Audio editing has never been a bed of roses for advocates of open-source software. It's not that these people are pictured as a bunch of penny pinchers longing for a freebie MP3 cutter with a heap of inbuilt fancy effects, no; semi-professional open-source audio editors and DAWs (Digital Audio Workstations) keep popping up on a somewhat regular basis, often making use of thoroughly documented algorithms so as to ensure clarity of sound processing, sometimes even offering several completely different plug-ins for a single processing technique. The problem is, those programs don't quite picture their users anything.
As daft as it may sound, sound editing doesn't usually boil down to cropping the recording, applying an effect to it, and saving it in a clunky lossless format. What it does involve, however, is crafting a meticulously tweaked chain of sound processing modules and effects so as to ensure that none of the elements in that chain makes the overall result sound worse, and that it can be altered or removed if it does. For this purpose, effect chains were created. These consist of a sequence of effects linked one to another in such a way that the sound signal is processed by them one by one in real time, with no intermediate changes made to the original recording whatsoever. What it effectively means is that if you're trying to apply a Chorus effect to a recording after you've already added a bit of Reverb to it, and you realise that with the amount of Reverb you've chosen applying Chorus makes the whole recording sound distorted, you don't have to undo the Chorus and Reverb (and possibly a dozen other carefully tweaked plug-ins in between) and re-apply them all over again. You just open your Reverb module in the plug-in chain and change the level.

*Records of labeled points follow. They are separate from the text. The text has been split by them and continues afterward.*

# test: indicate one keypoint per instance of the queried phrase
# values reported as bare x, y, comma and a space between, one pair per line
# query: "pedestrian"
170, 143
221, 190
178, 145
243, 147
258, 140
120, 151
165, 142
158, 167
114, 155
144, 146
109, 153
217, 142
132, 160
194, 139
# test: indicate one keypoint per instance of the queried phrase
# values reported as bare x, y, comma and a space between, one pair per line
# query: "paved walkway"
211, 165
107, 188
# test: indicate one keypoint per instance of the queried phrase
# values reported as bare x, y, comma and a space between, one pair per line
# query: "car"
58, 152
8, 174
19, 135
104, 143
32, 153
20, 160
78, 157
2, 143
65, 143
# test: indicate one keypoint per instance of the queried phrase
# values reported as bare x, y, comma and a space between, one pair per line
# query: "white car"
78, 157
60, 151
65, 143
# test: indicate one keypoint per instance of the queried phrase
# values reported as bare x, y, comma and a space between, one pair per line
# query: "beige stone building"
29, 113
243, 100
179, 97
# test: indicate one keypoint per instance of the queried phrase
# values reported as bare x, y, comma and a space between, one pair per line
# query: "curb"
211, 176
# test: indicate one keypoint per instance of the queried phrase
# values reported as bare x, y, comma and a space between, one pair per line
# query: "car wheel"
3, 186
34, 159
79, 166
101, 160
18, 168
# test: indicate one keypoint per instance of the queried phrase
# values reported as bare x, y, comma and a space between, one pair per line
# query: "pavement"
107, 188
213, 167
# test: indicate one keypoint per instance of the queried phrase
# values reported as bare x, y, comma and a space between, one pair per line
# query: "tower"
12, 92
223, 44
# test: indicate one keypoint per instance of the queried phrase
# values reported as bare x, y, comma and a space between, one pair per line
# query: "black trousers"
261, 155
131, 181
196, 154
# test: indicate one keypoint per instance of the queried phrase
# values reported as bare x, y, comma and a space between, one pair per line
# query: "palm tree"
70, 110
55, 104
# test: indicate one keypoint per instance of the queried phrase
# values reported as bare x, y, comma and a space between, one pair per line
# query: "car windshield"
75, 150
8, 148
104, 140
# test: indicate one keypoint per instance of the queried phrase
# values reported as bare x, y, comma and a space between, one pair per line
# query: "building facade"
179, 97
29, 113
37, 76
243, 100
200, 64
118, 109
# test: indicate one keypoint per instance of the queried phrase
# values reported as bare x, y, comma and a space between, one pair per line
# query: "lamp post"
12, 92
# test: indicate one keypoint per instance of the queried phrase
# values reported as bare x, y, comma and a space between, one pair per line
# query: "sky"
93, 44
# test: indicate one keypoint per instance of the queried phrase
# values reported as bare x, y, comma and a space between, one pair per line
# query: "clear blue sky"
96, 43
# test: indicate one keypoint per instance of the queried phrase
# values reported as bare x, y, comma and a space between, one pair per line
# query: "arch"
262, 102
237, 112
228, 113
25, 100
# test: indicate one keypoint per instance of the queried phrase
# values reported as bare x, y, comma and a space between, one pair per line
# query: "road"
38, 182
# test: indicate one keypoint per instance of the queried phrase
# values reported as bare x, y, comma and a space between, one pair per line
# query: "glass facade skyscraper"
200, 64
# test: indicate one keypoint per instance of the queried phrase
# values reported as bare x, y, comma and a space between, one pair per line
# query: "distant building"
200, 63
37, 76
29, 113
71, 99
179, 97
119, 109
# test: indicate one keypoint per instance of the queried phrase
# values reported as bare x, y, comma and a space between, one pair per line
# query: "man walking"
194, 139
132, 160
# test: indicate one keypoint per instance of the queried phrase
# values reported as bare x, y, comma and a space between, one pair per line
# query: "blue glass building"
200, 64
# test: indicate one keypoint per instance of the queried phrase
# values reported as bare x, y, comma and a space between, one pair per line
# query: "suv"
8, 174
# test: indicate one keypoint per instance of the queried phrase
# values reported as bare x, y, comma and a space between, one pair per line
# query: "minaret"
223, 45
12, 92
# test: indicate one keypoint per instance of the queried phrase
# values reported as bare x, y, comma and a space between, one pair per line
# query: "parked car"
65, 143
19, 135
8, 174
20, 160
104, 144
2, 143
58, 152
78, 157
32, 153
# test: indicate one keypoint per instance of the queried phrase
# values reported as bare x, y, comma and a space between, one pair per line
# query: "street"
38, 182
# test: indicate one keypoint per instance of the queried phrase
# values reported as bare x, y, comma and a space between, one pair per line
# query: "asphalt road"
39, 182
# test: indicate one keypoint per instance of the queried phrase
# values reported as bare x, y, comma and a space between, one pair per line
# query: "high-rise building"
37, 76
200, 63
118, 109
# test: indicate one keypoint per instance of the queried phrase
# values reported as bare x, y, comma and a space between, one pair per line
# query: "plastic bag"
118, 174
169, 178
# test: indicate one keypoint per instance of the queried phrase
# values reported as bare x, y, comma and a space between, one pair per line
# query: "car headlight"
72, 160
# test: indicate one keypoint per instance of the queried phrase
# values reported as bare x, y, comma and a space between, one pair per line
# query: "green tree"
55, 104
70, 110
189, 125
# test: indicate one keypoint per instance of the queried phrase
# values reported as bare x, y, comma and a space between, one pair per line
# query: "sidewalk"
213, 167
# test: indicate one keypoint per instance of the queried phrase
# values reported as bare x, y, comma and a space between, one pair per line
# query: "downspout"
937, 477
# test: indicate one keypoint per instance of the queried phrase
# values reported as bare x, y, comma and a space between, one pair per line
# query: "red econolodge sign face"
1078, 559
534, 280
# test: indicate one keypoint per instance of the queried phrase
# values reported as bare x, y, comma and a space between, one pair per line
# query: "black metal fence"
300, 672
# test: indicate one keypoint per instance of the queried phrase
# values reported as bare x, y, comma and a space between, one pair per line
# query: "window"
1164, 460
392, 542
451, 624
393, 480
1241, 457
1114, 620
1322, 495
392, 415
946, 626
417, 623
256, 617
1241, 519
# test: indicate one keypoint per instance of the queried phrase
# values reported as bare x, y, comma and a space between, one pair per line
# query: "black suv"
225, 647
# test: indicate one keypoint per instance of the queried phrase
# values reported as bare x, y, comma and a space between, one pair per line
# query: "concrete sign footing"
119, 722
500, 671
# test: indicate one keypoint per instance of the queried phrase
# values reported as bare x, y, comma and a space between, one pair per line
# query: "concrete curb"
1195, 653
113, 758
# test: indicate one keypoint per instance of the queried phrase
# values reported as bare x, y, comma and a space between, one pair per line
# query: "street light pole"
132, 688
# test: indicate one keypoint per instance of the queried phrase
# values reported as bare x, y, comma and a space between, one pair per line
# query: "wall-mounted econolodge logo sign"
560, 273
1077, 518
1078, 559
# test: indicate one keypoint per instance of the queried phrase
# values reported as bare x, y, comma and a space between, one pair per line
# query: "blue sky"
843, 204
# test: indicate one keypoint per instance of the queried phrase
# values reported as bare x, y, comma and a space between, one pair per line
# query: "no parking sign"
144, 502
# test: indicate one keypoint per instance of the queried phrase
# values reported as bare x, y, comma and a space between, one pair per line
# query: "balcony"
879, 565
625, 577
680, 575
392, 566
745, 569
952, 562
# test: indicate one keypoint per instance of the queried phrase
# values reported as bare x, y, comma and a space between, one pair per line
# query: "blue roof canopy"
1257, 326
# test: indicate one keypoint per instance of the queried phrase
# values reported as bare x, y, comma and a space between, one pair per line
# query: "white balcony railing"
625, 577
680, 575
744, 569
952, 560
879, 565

This is where it becomes evident that 'Audacity', the great white audio mastering hope of the open-source community, still has a very long way to go before it starts attracting those people who've already forked out a pretty penny for a decade-old version of 'Sound Forge' or 'WaveLab' and are now considering going for an upgrade. The matter is, 'Audacity' doesn't use plug-in chains as such at all.
The interface of the 'Edit Chains' module found in 'Audacity' looks promising at first: it has presets and lists of plug-ins under each preset, all arranged in the order in which they are to be applied to a recording. The parameters of any effect in a chain can be altered, and effects themselves can be moved up or down the list, or even removed from it altogether. The problem, however, does arise when you start looking for the 'Apply' button: it's actually a completely different menu item, and what it does is just that - simply invoke a chosen preset, whereby it applies the effects listed therein to the original recording one by one (whereas we only expect it to activate them, without affecting the original material at all). Not only you have to re-apply a preset each time you want to alter one of its constituent modules, you also only get to undo it as a whole before that - instead of undoing only the effects that were applied after the one you intend to alter.
Which makes it time-saving only if you're normalising a bunch of MP3s.
So unless the developers stop inflating the list of effects trying to impress newcomers with the plethora of fancy sound processing plug-ins, but instead actually implement a way of applying those effects without affecting the original recording, 'Audacity' will remain just that - a fancy MP3 converter that looks like it wants to be your new 'Sound Forge'.
Incidentally, did you know 'Audacity' usually counts as rival software when you're going for a competition upgrade when buying high-grade audio editors? So, by all means, do install it; and even if you find out you've long outgrown it, you'll get a hundred-quid (or more) discount for something more potent. It's a win-win choice.